That's what I've been feeling lately. And I really don't like it.
May/June is always a busy time of year around here. My job is at it's busiest during the summer (except for next week...it's the one slow week.) It's stressful and a major time suck, just when my personal life heats up and becomes even busier with end of school year functions. And this year I felt the pressure even more to be there for my kidlins, since they were milestone celebrations.
But what's really dragging me down is missing my husband. It's nothing big that causes it, but a million little things every day. Finding maggots in both of our outside trash cans, and knowing that I'll have to clean them out Wednesday night after the trash people come. Deep cleaning our "den" all by myself, and still having o take care the laundry and dinner. Seeing someone drive by on a motorcycle, and realizing that we won't be enjoying that freedom this summer. Trying to determine when we might be able to go to the beach and drive the jeep up on the sand and realizing how much work it will be alone. Not having my best friend to go out with, snuggle with, or throw up my hands and stalk out of the room from. And a zillion more. I think it's a combination of the (relatively) short time he has left in this deployment, and realizing at the same time that my favorite season will be gone by the time he does come home. I never realized before how much I loved summer, and the many things we do as a family and couple. And I'm missing that.

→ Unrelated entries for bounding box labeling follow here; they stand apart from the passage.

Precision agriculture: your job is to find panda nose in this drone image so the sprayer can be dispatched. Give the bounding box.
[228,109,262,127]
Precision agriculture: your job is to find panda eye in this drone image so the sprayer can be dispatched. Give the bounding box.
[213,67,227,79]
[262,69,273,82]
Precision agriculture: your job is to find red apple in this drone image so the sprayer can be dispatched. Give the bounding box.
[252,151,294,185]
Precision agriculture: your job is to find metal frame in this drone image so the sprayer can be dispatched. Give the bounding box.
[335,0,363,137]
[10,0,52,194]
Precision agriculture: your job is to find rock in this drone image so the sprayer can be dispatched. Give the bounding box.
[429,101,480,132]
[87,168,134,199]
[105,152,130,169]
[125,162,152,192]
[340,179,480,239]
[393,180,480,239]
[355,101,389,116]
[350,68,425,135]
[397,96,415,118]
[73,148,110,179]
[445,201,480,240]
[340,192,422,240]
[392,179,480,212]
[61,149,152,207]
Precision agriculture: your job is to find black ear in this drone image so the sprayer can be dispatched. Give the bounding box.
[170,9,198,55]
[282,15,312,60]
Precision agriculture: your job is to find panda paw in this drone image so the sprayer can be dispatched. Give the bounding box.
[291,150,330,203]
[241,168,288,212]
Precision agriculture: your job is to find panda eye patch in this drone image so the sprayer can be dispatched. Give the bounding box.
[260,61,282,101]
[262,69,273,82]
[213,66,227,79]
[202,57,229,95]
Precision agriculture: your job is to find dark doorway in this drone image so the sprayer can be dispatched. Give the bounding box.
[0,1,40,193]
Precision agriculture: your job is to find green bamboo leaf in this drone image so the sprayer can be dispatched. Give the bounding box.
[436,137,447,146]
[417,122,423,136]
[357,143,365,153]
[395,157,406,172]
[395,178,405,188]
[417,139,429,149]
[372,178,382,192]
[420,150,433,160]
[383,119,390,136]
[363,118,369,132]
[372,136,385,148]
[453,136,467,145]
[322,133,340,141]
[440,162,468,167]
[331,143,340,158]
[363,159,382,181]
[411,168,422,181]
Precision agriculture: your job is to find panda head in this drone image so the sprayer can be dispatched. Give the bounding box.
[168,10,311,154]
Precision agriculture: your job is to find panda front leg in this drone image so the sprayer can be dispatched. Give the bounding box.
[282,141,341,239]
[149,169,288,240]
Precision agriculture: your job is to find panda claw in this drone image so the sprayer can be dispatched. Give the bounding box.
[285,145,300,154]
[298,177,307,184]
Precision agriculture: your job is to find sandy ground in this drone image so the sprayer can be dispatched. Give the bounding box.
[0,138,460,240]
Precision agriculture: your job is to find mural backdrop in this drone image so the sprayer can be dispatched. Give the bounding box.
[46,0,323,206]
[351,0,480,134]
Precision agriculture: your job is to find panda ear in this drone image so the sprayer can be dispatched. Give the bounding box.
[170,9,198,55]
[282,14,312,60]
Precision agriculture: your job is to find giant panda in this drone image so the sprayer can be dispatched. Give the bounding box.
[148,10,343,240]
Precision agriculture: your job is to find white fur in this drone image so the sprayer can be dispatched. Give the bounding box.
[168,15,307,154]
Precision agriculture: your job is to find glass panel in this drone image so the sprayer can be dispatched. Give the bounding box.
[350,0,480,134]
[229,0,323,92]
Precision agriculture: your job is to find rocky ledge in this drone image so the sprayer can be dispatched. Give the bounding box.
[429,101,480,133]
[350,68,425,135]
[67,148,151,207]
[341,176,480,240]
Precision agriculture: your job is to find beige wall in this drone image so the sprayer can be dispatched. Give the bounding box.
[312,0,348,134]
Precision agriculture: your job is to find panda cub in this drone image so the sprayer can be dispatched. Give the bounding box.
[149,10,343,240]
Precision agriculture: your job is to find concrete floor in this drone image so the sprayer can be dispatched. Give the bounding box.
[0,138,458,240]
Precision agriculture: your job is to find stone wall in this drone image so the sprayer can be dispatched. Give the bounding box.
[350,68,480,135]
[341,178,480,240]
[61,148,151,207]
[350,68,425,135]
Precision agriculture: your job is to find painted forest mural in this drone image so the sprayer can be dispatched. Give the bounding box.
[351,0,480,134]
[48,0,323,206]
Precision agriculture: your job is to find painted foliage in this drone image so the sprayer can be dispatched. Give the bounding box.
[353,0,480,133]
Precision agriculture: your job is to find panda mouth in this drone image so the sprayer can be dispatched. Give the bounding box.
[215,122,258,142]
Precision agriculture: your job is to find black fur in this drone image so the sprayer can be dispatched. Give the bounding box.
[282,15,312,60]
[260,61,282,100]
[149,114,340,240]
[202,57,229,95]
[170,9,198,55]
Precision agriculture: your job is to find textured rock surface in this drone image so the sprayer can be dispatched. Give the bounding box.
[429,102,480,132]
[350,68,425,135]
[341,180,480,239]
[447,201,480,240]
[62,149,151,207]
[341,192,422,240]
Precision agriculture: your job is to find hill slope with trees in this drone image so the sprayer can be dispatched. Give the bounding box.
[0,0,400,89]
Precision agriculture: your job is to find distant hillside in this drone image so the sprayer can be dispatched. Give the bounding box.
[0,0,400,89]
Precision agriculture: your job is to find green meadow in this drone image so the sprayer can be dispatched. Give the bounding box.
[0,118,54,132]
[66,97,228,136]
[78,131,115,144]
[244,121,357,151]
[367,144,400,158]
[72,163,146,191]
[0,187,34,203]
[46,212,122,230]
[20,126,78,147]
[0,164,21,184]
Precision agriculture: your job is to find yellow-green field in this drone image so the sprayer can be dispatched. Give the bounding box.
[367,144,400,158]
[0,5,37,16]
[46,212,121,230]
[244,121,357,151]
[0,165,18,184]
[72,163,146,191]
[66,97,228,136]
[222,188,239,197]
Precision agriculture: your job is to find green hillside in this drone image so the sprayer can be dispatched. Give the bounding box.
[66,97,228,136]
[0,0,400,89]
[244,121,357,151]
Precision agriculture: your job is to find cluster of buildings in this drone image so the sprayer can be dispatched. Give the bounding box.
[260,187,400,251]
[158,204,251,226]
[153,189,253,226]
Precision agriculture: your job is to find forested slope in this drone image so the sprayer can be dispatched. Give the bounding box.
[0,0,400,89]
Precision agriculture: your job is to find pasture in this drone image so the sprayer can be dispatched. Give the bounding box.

On top of that, I had to have fillings replaced twice over the last two weeks, and yesterdays was a major suck...of time, energy, and happiness. It was a hour and half procedure, during which I fought to not hyperventilate or pass out. And my mouth continued to hurt for hours after the numbness wore off. Dinner consisted of grilled cheese and a milkshake. And for a few minutes, I sat there and wallowed in the self-pity that I still had to take Monster to Martial Arts, get them showered and fed and tucked in bed, because I'm currently a single parent. But then I was reminded how lucky I am.
He may be a world away from me tonight, but he loves me. And we are in this together, no matter what. When this deployment ends, he will come home to me. And I will get the chance to fight and yell and love and touch him. There are others that don't get that chance.